- Artist: Richard Parkes Bonington
- Year: c. 1825
- Type: Oil on canvas, landscape painting
- Dimensions: 37.5 cm × 52 cm (14.8 in × 20 in)
- Location: Nottingham Castle; Nottingham;

= The Château of the Duchess of Berry =

Painting by Richard Parkes Bonington

The Château of the Duchess of Berry is an oil on canvas landscape painting by the British-born artist Richard Parkes Bonington, from c. 1825.

==History and description==
It depicts the Château de Rosny-sur-Seine, a country estate located on the River Seine outside Paris. At the time the château belonged to the Italian Duchess of Berry. She was the widowed wife of the Duke of Berry, younger son of the Charles X, who had been assassinated in Paris in 1820. The Duchess was the mother of the Duke of Bordeaux, prospective heir to the French crown.
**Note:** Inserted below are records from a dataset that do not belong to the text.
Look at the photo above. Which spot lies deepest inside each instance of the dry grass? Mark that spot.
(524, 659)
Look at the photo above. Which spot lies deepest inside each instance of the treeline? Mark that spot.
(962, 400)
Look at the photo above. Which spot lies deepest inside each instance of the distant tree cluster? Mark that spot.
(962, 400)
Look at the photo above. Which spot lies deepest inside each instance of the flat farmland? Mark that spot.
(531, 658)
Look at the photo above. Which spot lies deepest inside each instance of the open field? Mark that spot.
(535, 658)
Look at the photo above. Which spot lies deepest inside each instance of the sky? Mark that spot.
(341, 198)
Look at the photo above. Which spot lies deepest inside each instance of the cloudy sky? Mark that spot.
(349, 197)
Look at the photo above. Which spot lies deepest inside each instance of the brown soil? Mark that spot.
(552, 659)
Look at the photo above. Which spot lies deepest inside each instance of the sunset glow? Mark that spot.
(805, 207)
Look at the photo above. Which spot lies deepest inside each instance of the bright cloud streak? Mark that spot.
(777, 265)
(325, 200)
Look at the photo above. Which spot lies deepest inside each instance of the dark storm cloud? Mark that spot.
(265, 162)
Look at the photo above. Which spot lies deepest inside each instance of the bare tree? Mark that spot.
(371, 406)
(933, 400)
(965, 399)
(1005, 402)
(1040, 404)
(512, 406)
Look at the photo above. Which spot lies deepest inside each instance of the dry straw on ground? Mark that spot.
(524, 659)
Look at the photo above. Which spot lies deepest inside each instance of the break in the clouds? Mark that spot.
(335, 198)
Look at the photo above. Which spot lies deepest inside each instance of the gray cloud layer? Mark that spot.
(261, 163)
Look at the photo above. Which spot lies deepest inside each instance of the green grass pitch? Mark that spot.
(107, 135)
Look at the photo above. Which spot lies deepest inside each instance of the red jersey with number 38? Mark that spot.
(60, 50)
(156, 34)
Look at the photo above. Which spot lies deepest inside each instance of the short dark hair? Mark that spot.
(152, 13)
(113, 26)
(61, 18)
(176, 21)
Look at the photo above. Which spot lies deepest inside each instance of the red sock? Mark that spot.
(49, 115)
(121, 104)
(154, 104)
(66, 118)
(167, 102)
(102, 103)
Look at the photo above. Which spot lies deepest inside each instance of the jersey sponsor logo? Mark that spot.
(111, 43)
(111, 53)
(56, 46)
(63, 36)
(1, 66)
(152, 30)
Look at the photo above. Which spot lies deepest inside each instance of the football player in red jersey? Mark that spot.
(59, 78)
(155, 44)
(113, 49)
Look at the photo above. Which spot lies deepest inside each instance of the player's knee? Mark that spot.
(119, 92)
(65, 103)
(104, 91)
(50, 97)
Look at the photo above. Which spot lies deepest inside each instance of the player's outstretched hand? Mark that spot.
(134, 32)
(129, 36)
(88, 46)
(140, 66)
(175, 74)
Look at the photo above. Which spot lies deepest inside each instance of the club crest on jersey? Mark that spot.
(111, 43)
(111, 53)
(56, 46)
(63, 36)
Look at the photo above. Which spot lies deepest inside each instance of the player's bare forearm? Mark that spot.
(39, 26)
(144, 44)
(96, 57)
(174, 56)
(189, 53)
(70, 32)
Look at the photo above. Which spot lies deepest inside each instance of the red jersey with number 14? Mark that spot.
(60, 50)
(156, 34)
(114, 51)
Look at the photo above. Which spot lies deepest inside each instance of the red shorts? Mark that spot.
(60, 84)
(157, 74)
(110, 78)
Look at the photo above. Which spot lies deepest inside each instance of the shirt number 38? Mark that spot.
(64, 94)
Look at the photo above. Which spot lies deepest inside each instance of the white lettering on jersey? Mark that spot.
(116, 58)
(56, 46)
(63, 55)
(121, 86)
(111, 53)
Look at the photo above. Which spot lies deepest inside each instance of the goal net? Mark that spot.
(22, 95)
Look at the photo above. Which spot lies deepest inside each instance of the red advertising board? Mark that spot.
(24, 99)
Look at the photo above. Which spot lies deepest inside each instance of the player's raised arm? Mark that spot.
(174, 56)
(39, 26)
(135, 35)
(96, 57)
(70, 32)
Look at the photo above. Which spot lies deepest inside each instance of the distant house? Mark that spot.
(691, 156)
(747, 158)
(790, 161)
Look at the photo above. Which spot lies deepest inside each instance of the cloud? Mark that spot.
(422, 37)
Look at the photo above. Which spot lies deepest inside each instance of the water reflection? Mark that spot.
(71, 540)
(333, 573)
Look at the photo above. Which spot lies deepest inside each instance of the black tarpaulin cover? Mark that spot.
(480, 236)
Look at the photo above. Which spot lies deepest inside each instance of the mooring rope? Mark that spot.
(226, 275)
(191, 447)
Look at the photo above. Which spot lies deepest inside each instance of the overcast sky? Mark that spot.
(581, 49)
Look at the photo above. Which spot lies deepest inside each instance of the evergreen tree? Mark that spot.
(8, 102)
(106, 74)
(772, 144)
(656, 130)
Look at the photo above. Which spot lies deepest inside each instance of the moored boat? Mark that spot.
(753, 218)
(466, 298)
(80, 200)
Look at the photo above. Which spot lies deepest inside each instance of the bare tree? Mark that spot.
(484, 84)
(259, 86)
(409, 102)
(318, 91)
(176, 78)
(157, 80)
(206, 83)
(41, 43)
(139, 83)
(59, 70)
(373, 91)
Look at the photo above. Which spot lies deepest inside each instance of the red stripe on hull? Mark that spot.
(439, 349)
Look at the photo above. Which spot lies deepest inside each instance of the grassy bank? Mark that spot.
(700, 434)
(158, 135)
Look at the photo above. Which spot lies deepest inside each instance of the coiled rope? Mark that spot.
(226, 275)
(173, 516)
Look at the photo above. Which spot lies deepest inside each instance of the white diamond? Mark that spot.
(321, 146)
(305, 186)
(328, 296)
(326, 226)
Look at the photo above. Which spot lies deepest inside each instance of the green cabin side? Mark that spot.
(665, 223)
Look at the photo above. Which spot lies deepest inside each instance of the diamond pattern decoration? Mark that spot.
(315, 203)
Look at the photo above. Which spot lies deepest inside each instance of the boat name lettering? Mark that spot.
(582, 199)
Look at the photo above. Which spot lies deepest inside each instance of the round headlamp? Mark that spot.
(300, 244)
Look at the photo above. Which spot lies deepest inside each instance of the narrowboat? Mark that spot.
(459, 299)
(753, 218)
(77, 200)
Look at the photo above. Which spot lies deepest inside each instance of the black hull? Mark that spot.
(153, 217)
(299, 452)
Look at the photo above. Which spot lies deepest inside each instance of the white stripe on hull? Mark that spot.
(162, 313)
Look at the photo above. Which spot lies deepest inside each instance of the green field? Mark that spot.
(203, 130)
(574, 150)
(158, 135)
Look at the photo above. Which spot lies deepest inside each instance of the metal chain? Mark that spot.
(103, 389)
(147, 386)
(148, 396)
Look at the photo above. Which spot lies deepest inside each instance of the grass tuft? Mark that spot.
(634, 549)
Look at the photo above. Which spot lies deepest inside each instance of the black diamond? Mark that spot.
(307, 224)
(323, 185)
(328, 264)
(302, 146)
Bonington puts much of the focus of the painting on the sky, reducing the château to the distance. Jean-Baptiste-Camille Corot later produced a view that was more directly focused on the building. Today Bonington's painting is in the collection of Nottingham Castle in the English Midlands, having been accepted in lieu of inheritance tax in 2004.

==Bibliography==
- Bauer, Gérald . The Eloquence of Colour: The Genius of Bonington's Contemporaries. Clem Arts, 2003.
- Cambridge, Matt. Richard Parkes Bonington: Young and Romantic. Nottingham Castle, 2002.
- Cormack, Malcolm. Bonnington. Phaidon Press, 1989.
- Skuy, David. Assassination, Politics, and Miracles: France and the Royalist Reaction of 1820. McGill-Queen's Press, 2003.